The development of a statewide realtime warning system has presented several methodological and programming challenges. Here we focus on the system delays as data is passed between processing centers.

Method

ElarmS uses the P-wave recorded on velocity and acceleration sensors to detect, locate, and estimate the magnitude of an earthquake. The initial estimate of location is beneath the first station to trigger, then between the first two stations based on the arrival times. Once three triggers are available the event is located using a grid search to minimize arrival time residuals. The depth for all events in California is set at 8 km.

The ElarmS magnitude estimate is based on the amplitude and frequency content of the P-wave arrival. For a given trigger, the maximum observed displacement, $P_{d}$, and predominant period, $t_{pmax}$, are converted to a magnitude estimate using empirical scaling relations [Allen and Kanamori, 2003; Tsang et al., 2007; Wurman et al., 2007]. Magnitude estimates for all triggered stations are averaged at each time step to provide a single estimate for the event.

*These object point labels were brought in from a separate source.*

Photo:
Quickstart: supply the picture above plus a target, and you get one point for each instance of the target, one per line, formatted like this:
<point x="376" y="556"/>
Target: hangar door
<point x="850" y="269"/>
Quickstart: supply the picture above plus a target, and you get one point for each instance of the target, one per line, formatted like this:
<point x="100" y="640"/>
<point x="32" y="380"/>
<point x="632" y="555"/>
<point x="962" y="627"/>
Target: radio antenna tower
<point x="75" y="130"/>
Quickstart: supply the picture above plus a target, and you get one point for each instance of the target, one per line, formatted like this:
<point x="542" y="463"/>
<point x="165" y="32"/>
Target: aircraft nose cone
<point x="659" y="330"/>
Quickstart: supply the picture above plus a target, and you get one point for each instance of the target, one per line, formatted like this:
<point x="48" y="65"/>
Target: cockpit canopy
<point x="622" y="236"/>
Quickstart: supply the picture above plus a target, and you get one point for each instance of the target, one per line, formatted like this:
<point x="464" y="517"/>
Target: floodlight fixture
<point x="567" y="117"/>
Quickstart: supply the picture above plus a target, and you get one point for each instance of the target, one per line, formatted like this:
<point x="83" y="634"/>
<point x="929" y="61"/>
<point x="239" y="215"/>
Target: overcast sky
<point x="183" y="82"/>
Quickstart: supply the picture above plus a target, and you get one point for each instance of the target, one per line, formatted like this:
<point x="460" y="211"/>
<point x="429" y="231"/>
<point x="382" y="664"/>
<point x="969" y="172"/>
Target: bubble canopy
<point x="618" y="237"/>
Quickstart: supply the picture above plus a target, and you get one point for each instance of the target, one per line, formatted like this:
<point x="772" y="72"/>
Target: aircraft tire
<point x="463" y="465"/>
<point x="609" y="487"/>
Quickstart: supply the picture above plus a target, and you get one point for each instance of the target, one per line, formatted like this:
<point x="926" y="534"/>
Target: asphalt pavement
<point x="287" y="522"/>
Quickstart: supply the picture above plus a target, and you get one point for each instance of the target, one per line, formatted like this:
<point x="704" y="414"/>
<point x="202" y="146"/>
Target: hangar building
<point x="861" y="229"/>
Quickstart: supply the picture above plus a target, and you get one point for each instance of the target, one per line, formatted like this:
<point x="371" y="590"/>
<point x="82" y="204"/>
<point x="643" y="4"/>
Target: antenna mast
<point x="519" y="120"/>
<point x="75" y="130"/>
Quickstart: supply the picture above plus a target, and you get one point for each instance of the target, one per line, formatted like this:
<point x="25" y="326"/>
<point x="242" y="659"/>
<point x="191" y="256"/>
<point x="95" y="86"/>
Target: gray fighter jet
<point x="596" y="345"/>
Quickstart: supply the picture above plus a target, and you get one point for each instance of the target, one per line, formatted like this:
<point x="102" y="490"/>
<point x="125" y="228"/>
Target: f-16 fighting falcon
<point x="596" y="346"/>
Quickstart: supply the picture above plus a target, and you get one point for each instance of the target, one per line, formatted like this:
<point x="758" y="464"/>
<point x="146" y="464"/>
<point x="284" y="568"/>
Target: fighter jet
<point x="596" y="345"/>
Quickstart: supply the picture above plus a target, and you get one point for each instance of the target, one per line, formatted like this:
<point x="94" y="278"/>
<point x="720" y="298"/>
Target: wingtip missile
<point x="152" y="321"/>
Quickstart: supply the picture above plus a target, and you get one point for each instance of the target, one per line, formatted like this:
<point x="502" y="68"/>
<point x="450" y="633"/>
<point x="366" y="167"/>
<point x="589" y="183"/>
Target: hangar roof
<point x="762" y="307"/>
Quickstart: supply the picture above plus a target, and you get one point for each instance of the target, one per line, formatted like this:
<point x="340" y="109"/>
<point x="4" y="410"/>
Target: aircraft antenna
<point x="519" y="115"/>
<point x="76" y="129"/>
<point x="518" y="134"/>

The methodology naturally divides into a waveform processing module (WP) and an event monitoring module (EVM). WP operates on each data channel individually to reduce the seismic waveform to parameters including trigger times, $P_{d}$, $P_{v}$, $t_{pmax}$, peak ground velocity (PGV), peak ground acceleration (PGA) and signal-to-noise levels. The WP module can therefore be distributed. It currently runs at UC Berkeley processing waveforms from the Berkeley Digital Seismic Network (network code BK) at the USGS Menlo Park, processing the Northern California Seismic Network (NC) and some USGS Strong Motion Network (NP) data, and at Caltech/USGS Pasadena processing Southern California Seismic Network (CI), the Anza Network (AZ), and additional NP data. WP output parameters are telemetered to UC Berkeley where a single implementation of the EVM module integrates data from across the state to detect and analyze earthquake occurrence in real-time.

The EVM module currently processes waveform data from 383 stations (222 velocity instruments and 381 accelerometers) of the BK, NC, NP, CI, and AZ networks (Figure 2.33). The real-time implementation of ElarmS is now processing all stations in California that can be used by the system.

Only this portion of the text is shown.